But Bernanke warned that even after a recovery begins, economic activity is likely to be subpar, meaning that unemployment and job losses will move higher.
Still, Bernanke offered lawmakers a less dour economic assessment: "We continue to expect economic activity to bottom out, then to turn up later this year," he said, according to testimony prepared for his appearance before Congress' Joint Economic Committee to provide a fresh assessment of the country's economic health.
Bernanke is likely to face tough questions about the Fed's multitrillion-dollar efforts to bust through credit clogs and get banks lending more freely again to people and businesses.
Many economists believe Fed policies may lead to inflation, but Bernanke offered no hint of fear of rising prices.
"In this environment, we can anticipate that inflation will remain low," he said, adding that the recovery will likely only gradually gain momentum.
Bernanke tempered optimism by saying the labor market will continue to be weak in coming months.
Economists say the Fed will be slow to remove support for the economy, according to MarketWatch. Key interest rates are expected to stay just above zero through the end of the year.
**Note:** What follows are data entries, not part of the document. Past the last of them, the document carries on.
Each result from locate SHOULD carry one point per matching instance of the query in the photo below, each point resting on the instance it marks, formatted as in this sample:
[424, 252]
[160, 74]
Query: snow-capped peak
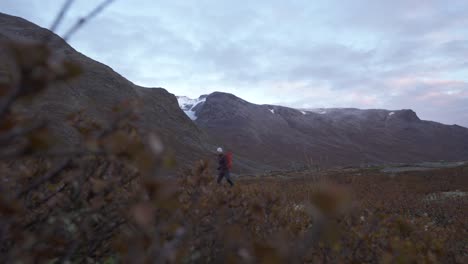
[188, 105]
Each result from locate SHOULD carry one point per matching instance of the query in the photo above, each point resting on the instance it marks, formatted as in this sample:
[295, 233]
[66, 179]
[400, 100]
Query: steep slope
[97, 91]
[284, 137]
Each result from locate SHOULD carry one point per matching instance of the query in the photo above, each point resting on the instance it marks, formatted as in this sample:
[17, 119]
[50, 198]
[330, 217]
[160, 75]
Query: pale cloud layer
[362, 53]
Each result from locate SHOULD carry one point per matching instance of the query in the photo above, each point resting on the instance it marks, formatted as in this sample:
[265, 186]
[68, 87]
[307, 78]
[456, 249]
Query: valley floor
[373, 215]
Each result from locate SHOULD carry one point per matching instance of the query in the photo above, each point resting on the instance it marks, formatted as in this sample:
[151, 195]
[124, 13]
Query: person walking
[224, 166]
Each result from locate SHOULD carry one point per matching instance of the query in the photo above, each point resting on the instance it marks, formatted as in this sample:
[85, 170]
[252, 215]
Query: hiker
[224, 165]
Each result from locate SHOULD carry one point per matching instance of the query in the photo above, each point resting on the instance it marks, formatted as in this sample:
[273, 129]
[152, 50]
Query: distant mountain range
[283, 137]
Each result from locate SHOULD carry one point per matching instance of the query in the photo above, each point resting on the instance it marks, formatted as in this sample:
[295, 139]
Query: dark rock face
[97, 91]
[281, 137]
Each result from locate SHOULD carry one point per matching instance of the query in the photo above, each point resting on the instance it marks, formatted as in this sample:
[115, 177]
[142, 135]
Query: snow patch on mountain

Some lawmakers are worried that the Fed's lending programs, as well as the government's bailout of insurance giant American International Group and taxpayer aid to Citigroup, Bank of America and others, will encourage companies to take excessive risks on hopes of a U.S. government bailout.
The panel's chair, Rep. Carolyn Maloney, D-N.Y., and other lawmakers, have pushed the Fed to be less secretive. Some have called for the Fed to disclose the identity of banks and investment firms that draw loans from its emergency lending program and what collateral they put up for them.
Bernanke is likely to be prodded for details about how 19 large banks fared on "stress tests" -- the results of which are to be released Thursday should shed light on which banks may need government support if the recession were to take a turn for the worse.
But there have been some glimmers of hope that the recession is letting up.
Economic reports released Monday show that construction spending and pending home sales both fared better than expected in March, and that gave stocks a big lift.
Although the economy is still contracting, "the pace of contraction appears to be somewhat slower," Fed policymakers said last week in deciding not to take any new steps at that time to shore up the economy.
Even though spending by American consumers has shown signs of "stabilizing, " the Fed said that ongoing job losses, tanking home values and hard-to-get credit will continue to weigh on consumers.